In this example, we create random image batch and text batch data, and pass them through our PalmE model:

img = torch.rand(16, 3, 256, 256)  # batch of 16 images
text = torch.randint(0, 20000, (50, 16))  # batch of 50 token sequences for 16 samples

model = PalmE()
out = model(img, text)

Example 3: Modifying model configuration

Let's modify the model's configuration parameters at instantiation:

model = PalmE(
    encoder_dim=1024,
    encoder_depth=8,
    decoder_dim=1024,
    decoder_depth=8,
    attn_flash=False,
)

Here we modified the encoder_dim, encoder_depth, decoder_dim, decoder_depth and attn_flash parameters.

Additional Notes

  • The input images should have dimensions (batch_size, channels, height, width). The number of channels should usually be 3 (for RGB images), and the height and width should match the image_size parameter.

  • The decoder's parameters can be tuned to balance between computational efficiency and the model's performance on your specific task.

  • The forward() method may raise an exception if there's a bad input or a compatibility issue between the inputs' and the model's dimensions. Always make sure to match the dimensions.

  • Please refer to the torch.nn.Module documentation for general information on PyTorch modules.
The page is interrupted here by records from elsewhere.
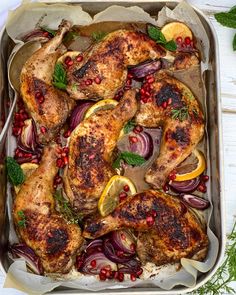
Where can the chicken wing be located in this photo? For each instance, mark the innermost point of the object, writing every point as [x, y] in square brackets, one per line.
[103, 69]
[48, 106]
[37, 222]
[90, 154]
[175, 108]
[168, 230]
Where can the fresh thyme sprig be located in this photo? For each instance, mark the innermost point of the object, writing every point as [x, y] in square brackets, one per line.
[220, 282]
[180, 114]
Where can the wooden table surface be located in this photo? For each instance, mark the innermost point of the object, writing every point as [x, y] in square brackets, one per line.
[228, 96]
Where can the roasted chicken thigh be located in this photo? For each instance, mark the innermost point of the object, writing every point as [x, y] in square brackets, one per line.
[90, 154]
[174, 107]
[43, 228]
[48, 106]
[168, 230]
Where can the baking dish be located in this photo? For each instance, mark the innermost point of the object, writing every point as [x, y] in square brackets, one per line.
[214, 132]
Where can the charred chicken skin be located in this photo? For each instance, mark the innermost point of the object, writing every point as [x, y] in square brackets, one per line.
[44, 229]
[103, 69]
[168, 230]
[90, 154]
[48, 106]
[175, 108]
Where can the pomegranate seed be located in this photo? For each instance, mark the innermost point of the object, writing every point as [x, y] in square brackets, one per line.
[93, 263]
[43, 129]
[79, 58]
[97, 80]
[205, 178]
[133, 139]
[126, 188]
[187, 41]
[179, 39]
[150, 220]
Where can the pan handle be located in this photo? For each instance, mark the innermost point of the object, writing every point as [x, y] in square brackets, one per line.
[9, 117]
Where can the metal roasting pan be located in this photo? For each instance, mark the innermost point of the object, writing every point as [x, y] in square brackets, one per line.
[214, 129]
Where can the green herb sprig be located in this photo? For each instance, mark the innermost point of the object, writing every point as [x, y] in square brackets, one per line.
[14, 171]
[129, 158]
[220, 282]
[180, 114]
[157, 35]
[59, 76]
[228, 19]
[22, 221]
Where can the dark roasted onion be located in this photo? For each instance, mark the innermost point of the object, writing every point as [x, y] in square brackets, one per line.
[186, 186]
[195, 202]
[25, 252]
[146, 68]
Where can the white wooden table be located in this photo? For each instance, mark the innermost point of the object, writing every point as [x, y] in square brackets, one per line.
[228, 94]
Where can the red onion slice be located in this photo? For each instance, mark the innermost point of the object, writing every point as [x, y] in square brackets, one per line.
[78, 114]
[186, 186]
[25, 252]
[146, 68]
[195, 202]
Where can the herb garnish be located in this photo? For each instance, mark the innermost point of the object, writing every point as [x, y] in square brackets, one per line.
[14, 171]
[219, 283]
[65, 208]
[158, 36]
[228, 19]
[180, 114]
[98, 36]
[129, 126]
[129, 158]
[22, 221]
[59, 76]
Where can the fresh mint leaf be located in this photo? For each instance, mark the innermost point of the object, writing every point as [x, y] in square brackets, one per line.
[14, 171]
[227, 19]
[171, 45]
[234, 43]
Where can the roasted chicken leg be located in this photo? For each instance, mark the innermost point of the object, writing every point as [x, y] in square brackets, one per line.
[103, 69]
[168, 230]
[174, 107]
[90, 154]
[37, 222]
[48, 106]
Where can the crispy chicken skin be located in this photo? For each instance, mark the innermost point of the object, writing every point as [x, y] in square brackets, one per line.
[45, 230]
[90, 154]
[108, 60]
[176, 231]
[182, 121]
[36, 85]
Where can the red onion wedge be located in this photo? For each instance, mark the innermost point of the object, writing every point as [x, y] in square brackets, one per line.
[25, 252]
[195, 202]
[146, 68]
[186, 186]
[95, 262]
[143, 145]
[78, 113]
[123, 241]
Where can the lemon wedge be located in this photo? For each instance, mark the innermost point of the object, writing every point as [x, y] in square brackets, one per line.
[28, 169]
[104, 104]
[109, 199]
[197, 168]
[174, 30]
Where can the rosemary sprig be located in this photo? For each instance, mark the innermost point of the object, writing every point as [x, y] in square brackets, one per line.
[180, 114]
[220, 282]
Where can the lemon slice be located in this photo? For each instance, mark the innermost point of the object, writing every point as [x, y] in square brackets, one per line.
[28, 169]
[105, 104]
[174, 30]
[110, 195]
[196, 168]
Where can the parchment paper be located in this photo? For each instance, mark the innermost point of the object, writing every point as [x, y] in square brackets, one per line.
[26, 18]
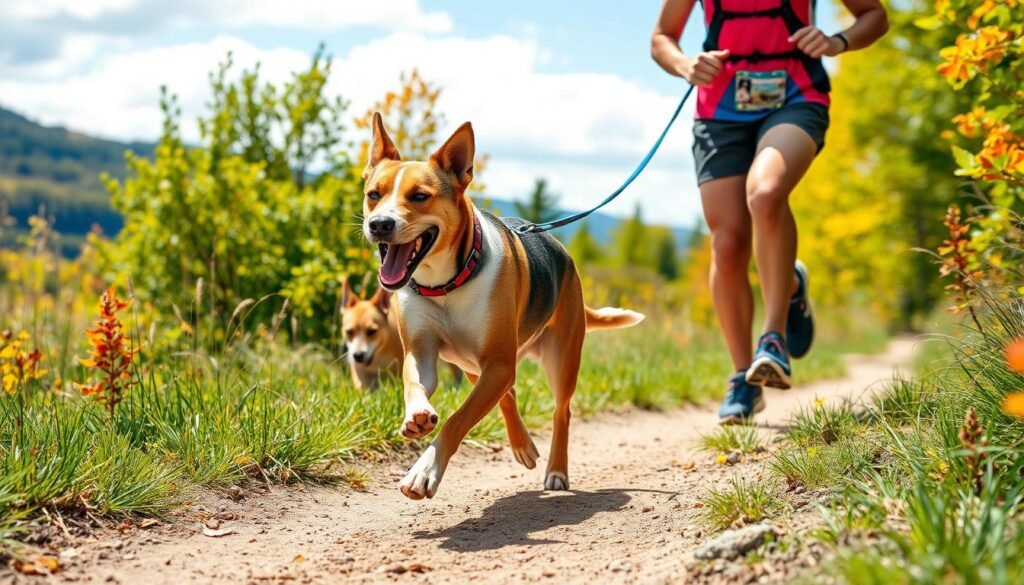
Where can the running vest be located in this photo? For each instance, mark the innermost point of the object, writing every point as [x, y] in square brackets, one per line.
[765, 71]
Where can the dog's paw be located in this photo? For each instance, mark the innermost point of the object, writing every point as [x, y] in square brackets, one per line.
[526, 455]
[556, 482]
[419, 422]
[423, 478]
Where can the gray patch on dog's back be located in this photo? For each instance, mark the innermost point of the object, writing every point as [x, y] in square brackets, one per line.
[548, 262]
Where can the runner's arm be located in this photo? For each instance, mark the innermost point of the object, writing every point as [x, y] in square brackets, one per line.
[870, 24]
[665, 49]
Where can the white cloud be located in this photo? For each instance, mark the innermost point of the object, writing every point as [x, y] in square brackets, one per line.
[584, 132]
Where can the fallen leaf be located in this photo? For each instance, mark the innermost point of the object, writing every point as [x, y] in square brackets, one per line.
[217, 533]
[38, 566]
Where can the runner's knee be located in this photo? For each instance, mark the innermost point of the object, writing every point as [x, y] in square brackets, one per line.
[731, 250]
[767, 201]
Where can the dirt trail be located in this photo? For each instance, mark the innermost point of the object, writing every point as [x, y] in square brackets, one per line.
[630, 516]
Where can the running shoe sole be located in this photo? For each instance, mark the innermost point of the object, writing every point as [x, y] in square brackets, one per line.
[767, 372]
[736, 419]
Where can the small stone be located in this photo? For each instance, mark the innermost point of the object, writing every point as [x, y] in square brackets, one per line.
[620, 567]
[735, 543]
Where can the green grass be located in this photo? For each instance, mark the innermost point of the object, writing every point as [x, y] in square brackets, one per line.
[262, 410]
[726, 440]
[738, 503]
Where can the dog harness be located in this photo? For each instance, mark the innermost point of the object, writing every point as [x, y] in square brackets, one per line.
[764, 71]
[469, 267]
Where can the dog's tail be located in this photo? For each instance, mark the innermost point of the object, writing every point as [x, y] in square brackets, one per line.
[610, 318]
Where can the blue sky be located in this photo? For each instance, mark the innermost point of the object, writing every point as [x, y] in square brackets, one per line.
[564, 90]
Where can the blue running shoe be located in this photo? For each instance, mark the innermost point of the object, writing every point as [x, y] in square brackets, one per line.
[800, 320]
[771, 363]
[741, 402]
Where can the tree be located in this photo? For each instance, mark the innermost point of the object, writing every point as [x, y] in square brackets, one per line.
[583, 247]
[666, 259]
[541, 205]
[629, 240]
[882, 183]
[241, 211]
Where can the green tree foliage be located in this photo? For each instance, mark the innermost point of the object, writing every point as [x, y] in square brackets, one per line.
[541, 206]
[584, 248]
[666, 258]
[881, 185]
[629, 240]
[241, 210]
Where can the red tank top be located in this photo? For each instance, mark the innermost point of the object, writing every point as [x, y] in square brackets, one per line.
[765, 71]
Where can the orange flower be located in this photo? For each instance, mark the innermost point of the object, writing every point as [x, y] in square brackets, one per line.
[1014, 405]
[112, 353]
[1015, 354]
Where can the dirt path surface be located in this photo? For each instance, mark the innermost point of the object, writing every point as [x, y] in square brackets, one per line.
[630, 517]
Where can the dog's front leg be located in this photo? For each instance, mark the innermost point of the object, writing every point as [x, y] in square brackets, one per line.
[423, 478]
[420, 380]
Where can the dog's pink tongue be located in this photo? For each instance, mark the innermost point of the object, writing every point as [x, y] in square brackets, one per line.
[395, 261]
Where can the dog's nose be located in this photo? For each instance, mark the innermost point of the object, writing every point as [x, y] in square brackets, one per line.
[381, 226]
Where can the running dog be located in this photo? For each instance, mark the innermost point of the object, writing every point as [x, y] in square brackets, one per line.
[371, 330]
[471, 290]
[374, 347]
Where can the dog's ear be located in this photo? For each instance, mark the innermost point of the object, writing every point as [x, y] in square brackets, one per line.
[382, 299]
[381, 148]
[456, 155]
[348, 296]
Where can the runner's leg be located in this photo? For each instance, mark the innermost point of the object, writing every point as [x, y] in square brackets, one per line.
[783, 155]
[729, 222]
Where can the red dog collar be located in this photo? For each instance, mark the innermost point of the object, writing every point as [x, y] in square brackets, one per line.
[468, 268]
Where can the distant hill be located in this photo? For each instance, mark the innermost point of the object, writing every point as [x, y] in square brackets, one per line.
[58, 170]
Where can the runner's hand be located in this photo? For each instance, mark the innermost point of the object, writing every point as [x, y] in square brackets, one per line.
[813, 42]
[701, 70]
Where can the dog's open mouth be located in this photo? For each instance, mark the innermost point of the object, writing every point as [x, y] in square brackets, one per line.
[398, 261]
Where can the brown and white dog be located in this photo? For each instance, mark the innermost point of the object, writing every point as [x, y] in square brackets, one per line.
[472, 291]
[372, 341]
[371, 331]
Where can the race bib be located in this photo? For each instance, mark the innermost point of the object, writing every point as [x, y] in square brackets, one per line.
[758, 90]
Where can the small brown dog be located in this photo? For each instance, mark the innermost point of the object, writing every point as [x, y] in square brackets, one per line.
[475, 292]
[374, 347]
[371, 330]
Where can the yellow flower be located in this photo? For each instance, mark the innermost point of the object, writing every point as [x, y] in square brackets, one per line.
[1014, 405]
[1015, 356]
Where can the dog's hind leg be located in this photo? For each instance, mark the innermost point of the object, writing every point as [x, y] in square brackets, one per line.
[560, 349]
[522, 445]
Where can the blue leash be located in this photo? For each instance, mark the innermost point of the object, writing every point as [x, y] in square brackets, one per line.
[547, 225]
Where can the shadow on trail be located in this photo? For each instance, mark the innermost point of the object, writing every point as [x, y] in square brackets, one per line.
[510, 520]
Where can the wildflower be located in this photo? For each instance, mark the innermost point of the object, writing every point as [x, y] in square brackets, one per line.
[1015, 354]
[1014, 405]
[112, 354]
[974, 443]
[18, 365]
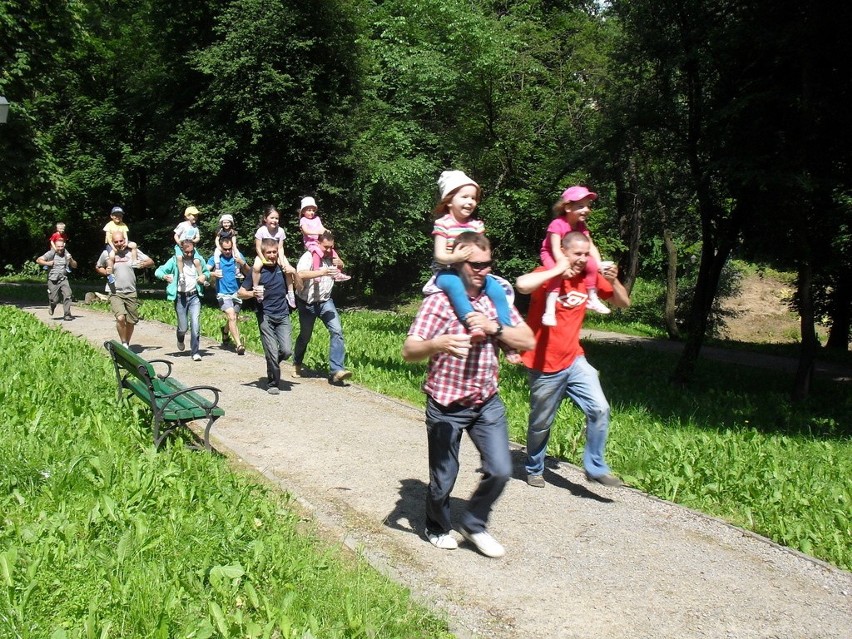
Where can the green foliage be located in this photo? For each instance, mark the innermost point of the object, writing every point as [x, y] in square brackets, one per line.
[102, 535]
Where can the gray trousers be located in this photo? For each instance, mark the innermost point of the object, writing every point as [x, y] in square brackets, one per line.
[60, 291]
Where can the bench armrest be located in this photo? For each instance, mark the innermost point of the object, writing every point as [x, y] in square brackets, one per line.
[184, 391]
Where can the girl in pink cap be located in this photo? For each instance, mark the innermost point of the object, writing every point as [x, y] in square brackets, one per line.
[312, 227]
[570, 214]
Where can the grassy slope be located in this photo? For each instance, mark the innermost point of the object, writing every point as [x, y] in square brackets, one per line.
[102, 536]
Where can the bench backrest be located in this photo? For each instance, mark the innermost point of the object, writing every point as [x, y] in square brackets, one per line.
[129, 361]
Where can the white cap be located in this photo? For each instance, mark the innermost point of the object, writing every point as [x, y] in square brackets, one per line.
[451, 180]
[306, 202]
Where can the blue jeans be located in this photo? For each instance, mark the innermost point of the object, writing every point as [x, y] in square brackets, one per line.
[488, 429]
[327, 312]
[277, 343]
[188, 310]
[547, 390]
[451, 284]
  • The rotary_xpos feature refers to the rotary positional encoding introduced in the paper Pay Attention to MLPs. It's an alternative to traditional token positional encodings, and often works better.

  • Always make sure your input tensor types (CPU tensor, CUDA tensor etc.) match the configuration of the model.

  • The PalmE class supports the standard PyTorch methods for moving the model to a device (to(device)) and setting it to train or eval mode (train() / eval()).